Traffic has now been diverted onto newly constructed lanes of state Highway 75 south of St. Luke’s Wood River hospital. Much of the old highway bed has now been ripped up to make room for construction of new lanes next year. When finished, the highway will have two lanes in each direction. Photo by Roland Lane

    Other than some odds and ends left to be done, construction on state Highway 75 south of Ketchum is finished for the year.
    “We’re shut down for the most part, functionally, for the winter,” Walter Burnside, project development engineer for Idaho Transportation Department District 4, said at a Thursday meeting of the Blaine County Regional Transportation Committee. “We’ll start back up, it’s anticipated, in mid-May, depending on the weather.”
    Construction, started last spring, involves widening a 3.75-mile stretch of state Highway 75 between Timber Way north of East Fork Road and the bridge over the Big Wood River near St. Luke’s Wood River hospital. When finished, the highway will have two lanes in each direction and center turn lanes and deceleration lanes at major intersections.
    The contractor, Idaho Sand and Gravel Co., has mainly finished building new traffic lanes to the west of the old roadway, which is now being ripped up so the remainder of the new roadway can be completed next year.
    Burnside said the traffic lane configuration, which mainly utilizes the newly built roadway, is the way it will be left until construction resumes next spring. Burnside said the orange barrels now delineating the edges of the new roadway will soon be removed and replaced with smaller markers called “candlesticks.” He said the smaller markers will allow more room on the highway shoulders.
    Blaine County Sheriff Gene Ramsey, who was earlier concerned about the configuration of the highway for the winter, said at the Transportation Committee meeting that he’s now comfortable with the plan.
    “Actually, the traffic flows very good through that area—much better than I anticipated,” Ramsey said.
Reduced speed limit
    In other Highway 75 news, ITD District Engineer Devin Rigby told the Transportation Committee that the reduced nighttime speed limit north of Hailey is working well.
    “We’ve heard all positive comments; nothing negative,” Rigby said. He said the only comments that could be considered critical of the new speed limit were by people who said it should have been done on a longer stretch of highway.
    The reduced nighttime speed limit involves a 2.75-mile stretch of the highway between McKercher Boulevard in northern Hailey and Zinc Spur Road to the north. The nighttime speed limit is now 45 miles per hour, instead of 55 mph as it was before the new limit was put into effect on Oct. 30.
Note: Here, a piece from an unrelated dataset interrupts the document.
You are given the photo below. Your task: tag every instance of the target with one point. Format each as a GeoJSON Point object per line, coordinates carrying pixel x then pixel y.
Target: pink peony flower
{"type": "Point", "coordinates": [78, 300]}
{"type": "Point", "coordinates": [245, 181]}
    The purpose of the reduced speed is to reduce the number of collisions on that stretch of roadway between vehicles and wildlife, mostly deer and elk. The area has had one of the highest vehicle-versus-wildlife collision rates in Blaine County, with the vast majority of them occurring at night.
    Rigby said that because of public awareness of the problem, vehicles were moving slower and the number of wildlife collisions was down even before the new speed limit was put in place.
    “Public awareness and perception has really been an extreme benefit,” Rigby said.
    Ramsey confirmed that the number of collisions has gone down.
    “There haven’t been any accidents in that area, but we did have one road-rage incident,” the sheriff said.